Man mußte sich schon eine Menge Tricks einfallen lassen, um einen Film über ein handfestes Verbrechen auf die Leinwand zu bringen. Die Lösung hieß Nick Knattertons Abenteuer und wurde 1958 gedreht. Der Detektiv war ein Comicserienheld aus der Zeitschrift 'Quick‘. Sein Erfinder hieß Manfred Schmidt. In der 'FAZ‘ vom 17.1.1959 erläutert Manfred Schmidt anläßlich der Filmpremierenfeier, daß Nick Knatterton »als Protest gegen die Comic strips« entstanden sei, durch die »Übertreibung der Übertreibung«. Nick-Knatterton-Abenteuer waren humorige Geschichten rund ums Verbrechen, in denen lauter Witzfiguren herumliefen. Diese Art der Behandlung von Verbrechen konnte man in Deutschland akzeptieren. Ein erster Schritt in die richtige Richtung war getan, um so etwas Ähnliches wie einen Kriminalfilm in die deutschen Kinos zu bringen. Kurze Zeit später schlug auf musikalischem Gebiet das Hazy-Osterwald-Sextett dieselbe Richtung ein, indem es den Kriminal-Tango schuf, der drei Wochen lang den ersten Platz in der deutschen Hitparade des Jahres 1959 belegte.

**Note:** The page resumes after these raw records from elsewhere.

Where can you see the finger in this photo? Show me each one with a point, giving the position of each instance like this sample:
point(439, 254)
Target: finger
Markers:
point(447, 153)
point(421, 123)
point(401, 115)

Im zweiten Schritt wurde per Namensgebung ein wenig amerikanisches Flair in die Geschichte (»story«) gebracht. Die Gansterchefin hieß Virginia Peng, die Millionärstochter Gloria Nylon (und eben nicht Perlon) und der Kriminalreporter Eddie. Diese zaghaften Ansätze, das Verbrechen im Ausland anzusiedeln, wurden dann zwei Jahre später mit dem Beginn der Edgar-Wallace- Verfilmungen konsequent verwirklicht. Bei Nick Knatterton überwiegt aber noch das deutsche Element (besonders im Polizei- und Adelsbereich).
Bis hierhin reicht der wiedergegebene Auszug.